Parsley, Sage, Rosemary and Thyme . . .

Tricolor Sage in A Garden For All by Kathy Diemer

Tricolor Sage (photo credit: Kathy Diemer)

. . . are fabulous herbs, all.  However, by November the parsley is history and rosemary is stored safely inside, leaving sage and thyme to endure whatever Old Man Winter dishes out. During the milder winters, my sage remains evergreen and the thyme doesn’t brown until February.  Every year is a toss up, but whatever happens, these two herbs remain dependably attractive for much longer than the most durable perennials.  They smell great, feel great and add a much needed touch of texture that foraging critters shun.  What could be better during the dormant months ahead?

Berggarten Sage in A Garden For All by Kathy Diemer

Berggarten Sage (photo credit: Kathy Diemer)

Sage (Salvia officinalis), a bluish-grey leaved herb originating from the Mediterranean, savors hot, dry growing conditions.  Sage is not particular about soil quality; simply provide a sunny, well drained location in zones 5-8, and this herb will thrive. I adore Salvia officinalis ‘Tricolor’, a showy, golden variegated (zone 6) plant that continues to dazzle in a protected corner of our front stone wall.  I am also thrilled with the larger leaved Salvia officinalis ‘Berggarten’, which originated from the Berggarten mansion in Germany. The flavor of ‘Berggarten’ is substantially stronger than the smaller leaved sages, but I find it far too alluring to eat.  Instead, I pair this bold German introduction with other evergreens such as Euonymus and dwarf juniper, where its smoky leaves can take center stage in the landscape. Both ‘Tricolor’ and ‘Berggarten’ remain attractive through most of the winter in my New England garden, however, the less hardy ‘Tricolor’ tends to peter out after three to four years while ‘Berggarten’ has lasted almost a decade.

Wooly thyme and sedum in A Garden For All by Kathy Diemer

Wooly thyme and sedum along walkway (photo credit: Kathy Diemer)

Quite the opposite of sage, thyme has tiny leaves and tends to keep to itself at the very edge of a walkway or garden border.

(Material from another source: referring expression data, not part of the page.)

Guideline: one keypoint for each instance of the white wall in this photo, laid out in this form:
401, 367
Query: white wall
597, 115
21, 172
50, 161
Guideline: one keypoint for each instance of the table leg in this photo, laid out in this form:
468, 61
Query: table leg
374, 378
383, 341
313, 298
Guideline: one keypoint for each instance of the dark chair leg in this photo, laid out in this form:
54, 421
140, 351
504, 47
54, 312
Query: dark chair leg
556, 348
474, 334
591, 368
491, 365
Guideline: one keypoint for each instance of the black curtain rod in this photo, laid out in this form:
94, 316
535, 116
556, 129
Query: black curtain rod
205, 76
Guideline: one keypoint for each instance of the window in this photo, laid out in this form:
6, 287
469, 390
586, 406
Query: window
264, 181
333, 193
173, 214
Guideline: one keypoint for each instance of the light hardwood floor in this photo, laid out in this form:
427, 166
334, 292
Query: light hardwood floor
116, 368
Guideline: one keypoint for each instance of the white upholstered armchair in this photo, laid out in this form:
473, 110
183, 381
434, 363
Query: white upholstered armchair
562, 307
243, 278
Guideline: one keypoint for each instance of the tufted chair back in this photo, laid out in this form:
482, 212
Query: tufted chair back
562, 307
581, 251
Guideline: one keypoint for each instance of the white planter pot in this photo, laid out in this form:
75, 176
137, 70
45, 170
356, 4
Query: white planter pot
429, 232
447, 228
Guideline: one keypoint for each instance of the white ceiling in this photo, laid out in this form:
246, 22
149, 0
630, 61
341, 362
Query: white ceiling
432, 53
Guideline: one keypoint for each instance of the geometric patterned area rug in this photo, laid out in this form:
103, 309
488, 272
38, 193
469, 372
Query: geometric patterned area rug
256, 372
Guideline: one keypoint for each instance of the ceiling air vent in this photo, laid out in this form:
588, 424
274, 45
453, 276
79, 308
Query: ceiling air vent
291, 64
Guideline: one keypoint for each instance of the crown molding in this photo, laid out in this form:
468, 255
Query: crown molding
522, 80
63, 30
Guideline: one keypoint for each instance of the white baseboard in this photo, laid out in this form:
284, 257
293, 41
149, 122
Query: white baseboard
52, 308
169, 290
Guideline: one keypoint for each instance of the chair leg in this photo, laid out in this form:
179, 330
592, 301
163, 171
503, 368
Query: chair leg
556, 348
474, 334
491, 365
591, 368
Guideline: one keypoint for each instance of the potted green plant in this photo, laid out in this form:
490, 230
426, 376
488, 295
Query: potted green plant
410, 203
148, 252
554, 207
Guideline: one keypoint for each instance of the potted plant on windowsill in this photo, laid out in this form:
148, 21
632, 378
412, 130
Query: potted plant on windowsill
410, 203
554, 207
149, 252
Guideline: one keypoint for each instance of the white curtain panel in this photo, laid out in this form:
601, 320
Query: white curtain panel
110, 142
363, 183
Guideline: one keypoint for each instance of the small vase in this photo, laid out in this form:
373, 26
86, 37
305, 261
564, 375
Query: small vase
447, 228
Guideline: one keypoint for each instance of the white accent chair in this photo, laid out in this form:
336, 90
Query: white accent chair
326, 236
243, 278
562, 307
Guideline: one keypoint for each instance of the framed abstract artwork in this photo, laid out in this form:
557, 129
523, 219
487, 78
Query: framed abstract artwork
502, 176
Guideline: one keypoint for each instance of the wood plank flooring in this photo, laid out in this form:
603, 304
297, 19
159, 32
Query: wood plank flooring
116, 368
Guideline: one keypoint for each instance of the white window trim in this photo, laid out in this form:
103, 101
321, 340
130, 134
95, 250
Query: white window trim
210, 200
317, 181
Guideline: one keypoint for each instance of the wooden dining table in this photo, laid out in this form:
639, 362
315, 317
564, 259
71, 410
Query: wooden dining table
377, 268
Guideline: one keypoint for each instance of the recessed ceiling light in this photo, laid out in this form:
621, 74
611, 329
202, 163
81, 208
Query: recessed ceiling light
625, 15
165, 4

Everything about thyme is harmonious; content to be tread upon and live happily on the edge without any care, except an occasional pruning to prevent legginess. If you grow wooly thyme, thymus pseudilanuginosus (try saying that one after a few cocktails), you will find it to be the most gracious, low growing and compact of all the thymes, perfect for foot traffic.  Along with wooly thyme, I also grow English thyme, thymus vulgaris, and I adore (as do my chickens) golden lemon thyme, thymus citriodorus ‘Aureus’ because of the rich lemony scent it emits when brushed with your foot (or beak). Thyme is happy in full sun zones 5-9, but well drained soil is crucial for a long life. Thyme has endured for over a decade in my gravel pathway and the only maintenance is a complete pruning at the end of winter (except for wooly, which doesn’t require any). Annual pruning promotes fresh healthy growth in spring and abundant bee and butterfly attracting flowers in summer.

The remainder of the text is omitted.